Good TV is like the best books, it makes you delve into another world full of truth, pain, change, and good friends (I know, you think this is sounding a little familiar—I am addicted to good writing, sue me. That post is coming soon.). Literature has always been incredibly important to me—it can help shape the way we experience the world, experience it with us, or remind us that others have gone through it, too. TV has become like good literature. There are themes, mythologies, social commentary, and truth being packaged in with gorgeously sculpted characters—even wise-cracking, spunky, blond PIs—that I haven’t fully felt from many books in a while. Many of the books that have come out recently do not excite me like some of the TV I have been watching (which, just a few years ago, I personally would have taken as heresy). This is not to say that they are all succulently written, but like books, there is a spectrum, and a good portion of them are lovely.

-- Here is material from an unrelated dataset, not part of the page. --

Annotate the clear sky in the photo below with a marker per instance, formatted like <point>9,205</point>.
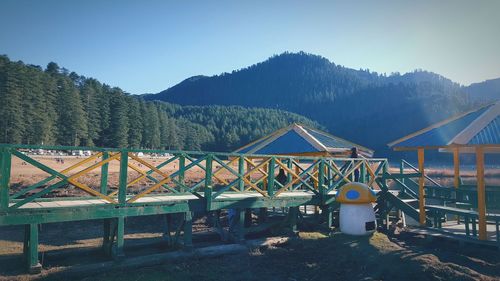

The face of television is going to change in the next few years, and that may excite me more than anything else. Pilot season was ruined this year, and no one knows what will happen going forward—even the Upfronts are changing—but I think many sly, social commentators and brilliant, literary geniuses will, hopefully, create art in the realm of television. If we can keep the rising tide of reality drivel out of it (there is some place for a little reality—I adore Project Runway) and stop the cancellation of some very promising shows; we will discover some amazing pieces when all is said and done. We are experiencing something like the birth of the novel—a golden age of writing come to life. Enjoy May sweeps 2008, you may find inspiration where you least expect it.